All in all, he’s a very mixed up kid. He’s searching for something but he can’t say what. He’s pretty sure he’ll find it somewhere up near the Daintree which he saw on a doco on TV. But wherever he goes, Lee, the skins, his father, all stay with him, haunting his troubled movie dreams. Unable to give expression to how he feels, he manages by retreating into the familiar world of film, projecting himself into scenes that allow him to make some sense of the world about him. Life reflecting Art. Film as the ultimate escape.

He packs lightly, seeing himself as the guy in Strangers in Paradise and runs away thinking of one of the lost boys in Spielberg’s movie, ‘how he was lost forever, looking into his old life like a ghost’. A truckie, spaced out on amphetamines and half-crazed with driving, gives him a lift as far as Rocky and Adan sees it as ‘like Mad Max, the way we were burning down the empty highway’. The further north he travels, the more weird and crazy the world becomes, the more he realises that ‘all the time underneath people like the truckie were stalking around full of sickness and drugs and death’.

For readers of Scott’s earlier fiction, it’s a familiarly steamy and seedy world she creates here. A surreal world of doped-out characters living frightening lives on the edge which provides an alternative to the postcard and travel poster images of northern Queensland. In many ways, it’s a journey into Adan’s heart of darkness, to the extent that I was surprised not to find an Apocalypse Now allusion.

In Cairns, Adan finds work at a suitably down-market cafe run by Jean­Paul, a stoned French chef, and his sister Sofie. They look like movie stars with their stylishness and total cool. It’s an attractive alternative to what his real life seems to offer and, before long, Adan’s part of the scene with a huge audience watching in silent admiration:

I couldn’t help myself, I started cranking up one of those wide shots in my head – the three of us sitting at a cafe table – the awning, the sea, the heat, their foreignness, sex, mystery – and the shot kept widening, barrelling into the blue until we merged into one speck and finally disappeared altogether.

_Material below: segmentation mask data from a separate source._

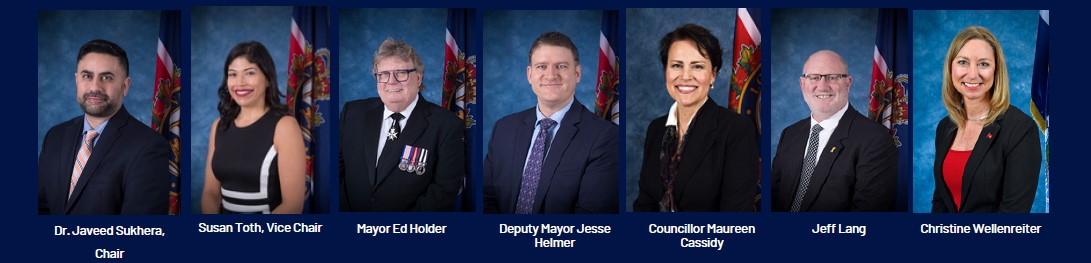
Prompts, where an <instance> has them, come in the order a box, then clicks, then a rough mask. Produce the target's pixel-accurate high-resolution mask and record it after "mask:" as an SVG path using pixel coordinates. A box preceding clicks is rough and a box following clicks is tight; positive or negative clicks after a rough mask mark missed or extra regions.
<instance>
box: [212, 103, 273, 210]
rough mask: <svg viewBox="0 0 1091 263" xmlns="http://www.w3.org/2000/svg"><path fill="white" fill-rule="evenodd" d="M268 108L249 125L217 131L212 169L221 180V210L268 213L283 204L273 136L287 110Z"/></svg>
mask: <svg viewBox="0 0 1091 263" xmlns="http://www.w3.org/2000/svg"><path fill="white" fill-rule="evenodd" d="M274 111H276V110H268V111H266V112H265V115H264V116H262V117H261V119H257V121H255V122H254V123H252V124H250V125H247V127H241V128H240V127H237V125H235V123H230V125H229V127H228V129H226V130H221V129H217V130H216V152H215V153H213V157H212V170H213V174H215V176H216V179H217V180H219V186H220V190H219V191H220V195H221V196H223V199H221V200H223V201H221V204H223V206H221V207H223V208H221V210H220V212H221V213H225V214H250V213H262V214H268V213H271V212H272V211H273V210H275V208H276V207H277V206H278V205H280V177H279V174H278V169H277V153H276V148H275V147H273V135H274V133H275V131H276V124H277V121H279V120H280V117H281V116H284V115H283V113H277V112H274Z"/></svg>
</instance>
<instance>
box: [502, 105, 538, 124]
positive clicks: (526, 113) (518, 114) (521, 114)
mask: <svg viewBox="0 0 1091 263" xmlns="http://www.w3.org/2000/svg"><path fill="white" fill-rule="evenodd" d="M528 115H530V116H533V115H535V107H530V108H529V109H524V110H519V111H518V112H515V113H511V115H507V116H504V117H503V118H500V120H496V124H501V123H518V122H520V121H523V119H524V118H527V116H528Z"/></svg>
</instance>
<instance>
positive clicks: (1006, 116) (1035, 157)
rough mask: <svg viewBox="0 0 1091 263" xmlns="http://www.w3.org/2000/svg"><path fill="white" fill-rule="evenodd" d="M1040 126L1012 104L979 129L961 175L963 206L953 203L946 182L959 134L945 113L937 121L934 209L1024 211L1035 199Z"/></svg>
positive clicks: (933, 209)
mask: <svg viewBox="0 0 1091 263" xmlns="http://www.w3.org/2000/svg"><path fill="white" fill-rule="evenodd" d="M1035 128H1038V125H1036V124H1035V123H1034V121H1033V120H1031V118H1030V117H1028V116H1027V113H1023V112H1022V111H1021V110H1019V109H1018V108H1016V107H1015V106H1012V107H1010V108H1008V110H1007V111H1004V113H1003V115H1000V116H999V117H997V118H996V121H994V122H993V123H992V124H990V125H987V127H984V128H983V129H981V134H979V135H978V143H976V144H975V145H974V146H973V152H972V153H970V159H969V160H967V163H966V171H963V174H962V205H961V206H960V208H959V210H956V208H955V200H954V199H951V193H950V191H948V190H947V183H946V182H944V174H943V171H944V170H943V168H944V159H945V158H946V157H947V150H949V148H950V147H951V143H954V142H955V134H957V133H958V130H957V127H956V125H955V122H954V121H951V120H950V119H949V118H944V119H943V120H940V121H939V124H937V125H936V159H935V167H934V172H933V174H934V175H935V180H936V189H935V192H934V193H933V194H932V212H933V213H955V212H958V213H964V212H991V213H996V212H1000V213H1027V212H1030V207H1031V205H1032V204H1033V203H1034V191H1035V190H1036V189H1038V176H1039V172H1040V171H1041V165H1042V150H1041V146H1040V144H1039V138H1038V136H1039V135H1038V130H1036V129H1035Z"/></svg>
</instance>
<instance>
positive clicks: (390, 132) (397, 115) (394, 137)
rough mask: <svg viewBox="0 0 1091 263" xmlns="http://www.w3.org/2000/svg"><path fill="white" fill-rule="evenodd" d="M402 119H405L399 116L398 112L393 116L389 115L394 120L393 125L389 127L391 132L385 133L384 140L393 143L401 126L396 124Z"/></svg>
mask: <svg viewBox="0 0 1091 263" xmlns="http://www.w3.org/2000/svg"><path fill="white" fill-rule="evenodd" d="M403 118H406V117H405V116H401V113H398V112H394V113H393V115H391V119H394V125H391V131H388V132H386V140H388V141H394V140H396V139H398V134H399V133H401V124H399V123H398V122H399V121H400V120H401V119H403Z"/></svg>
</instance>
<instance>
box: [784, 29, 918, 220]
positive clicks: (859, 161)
mask: <svg viewBox="0 0 1091 263" xmlns="http://www.w3.org/2000/svg"><path fill="white" fill-rule="evenodd" d="M848 72H849V70H848V65H847V64H846V63H844V60H843V59H842V58H841V56H839V55H837V53H836V52H834V51H830V50H820V51H817V52H815V53H814V55H811V57H810V58H808V59H807V61H806V63H805V64H804V65H803V74H801V75H800V91H801V92H802V94H803V100H805V101H806V103H807V107H810V108H811V116H810V117H808V118H805V119H803V120H800V121H799V122H795V123H794V124H792V125H789V127H788V128H784V130H783V132H782V133H781V136H780V144H779V145H778V146H777V156H776V157H774V159H772V190H771V195H772V196H771V198H772V211H774V212H890V211H894V210H895V196H896V192H897V184H898V150H897V147H896V146H895V144H894V140H891V136H890V133H889V131H888V130H887V129H886V128H884V127H883V125H882V124H879V123H877V122H874V121H871V120H868V119H867V118H866V117H864V116H863V115H861V113H860V112H859V111H856V109H854V108H852V106H850V105H849V88H850V87H851V86H852V76H851V75H849V74H848Z"/></svg>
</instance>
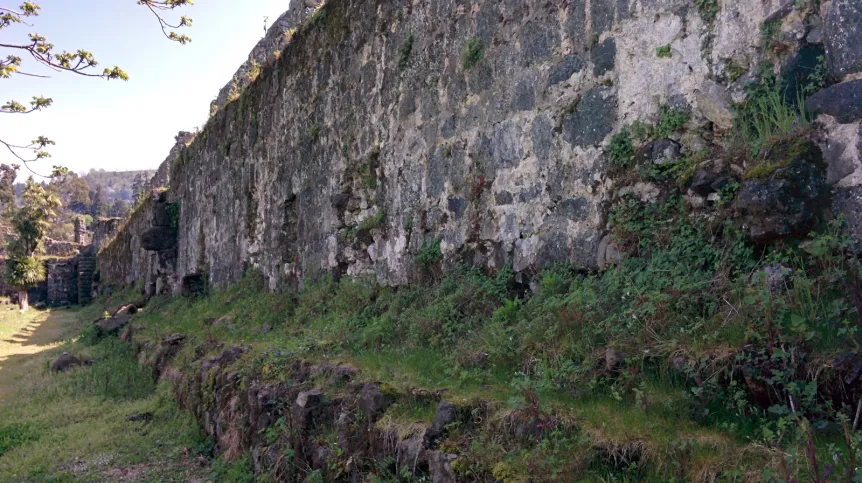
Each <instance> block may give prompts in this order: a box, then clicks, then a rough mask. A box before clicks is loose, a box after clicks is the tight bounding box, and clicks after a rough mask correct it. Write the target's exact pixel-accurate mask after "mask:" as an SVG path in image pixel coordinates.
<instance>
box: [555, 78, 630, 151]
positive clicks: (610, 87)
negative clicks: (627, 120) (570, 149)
mask: <svg viewBox="0 0 862 483" xmlns="http://www.w3.org/2000/svg"><path fill="white" fill-rule="evenodd" d="M616 122H617V95H616V92H614V90H613V88H612V87H605V86H600V87H594V88H593V89H590V90H589V91H587V92H586V93H585V94H584V96H583V97H582V98H581V101H580V102H579V103H578V105H577V106H576V107H575V109H574V111H573V112H571V113H570V114H567V115H566V116H565V117H564V118H563V139H565V140H566V142H568V143H569V144H571V145H573V146H596V145H599V144H601V142H602V141H603V140H604V139H605V137H606V136H607V135H608V134H610V133H611V132H612V131H613V129H614V125H615V124H616Z"/></svg>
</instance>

It’s an effectively reflexive device. If Jean-Paul and Sofie look like they’ve walked off a B-grade film set, then that’s precisely what they’re supposed to look like. The technique gives Scott extraordinary licence to draw on a wide range of scenes, characters, and lines from the stock of popular culture to invest her own work with significance and meaning. Many of the films through which Adan lives have become popular icons, especially for the youth market at which I suspect this novel is directed: Mad Max, Back to the Future, The Blues Brothers. But if recognition of the familiar is reward for the initiated reader, there is also the potential for shutting readers out. I must confess that some of the references left me wishing I’d spent more time at the movies.

Adan, with his paranoia and depression, his fear of attachment or commitment, his lack of purpose and direction, can be read as a representative of Generation X. He’s the sort of character who identifies with River Phoenix and Kurt Cobain, who feels he’s been cheated or betrayed before he’s really had a chance. Despite his reliance on the world of movies for self-expression, he is at times remarkably sophisticated and urbane, slipping into French conversation with Jean­Paul and displaying an intelligence and understanding that at times seem at odds with his age and circumstances.

He sees easily through the shallowness of the string of characters who try to offer him comfort and advice: the guy in the car who tells him to get a business degree; the ‘real motherly’ girl in the café; Tracey, the ultrafem who wants him for his body; Velvet, who slips him some wicked pills; Star, the stoned Murri who reminds him of Lee and slips his tongue into his unsuspecting mouth. There’s a whole generation of readers who’ll identify with Adan and the phonies who prey on him, just as earlier generations have identified with Caulfield – about whom, to my knowledge at least, no movie has yet been made.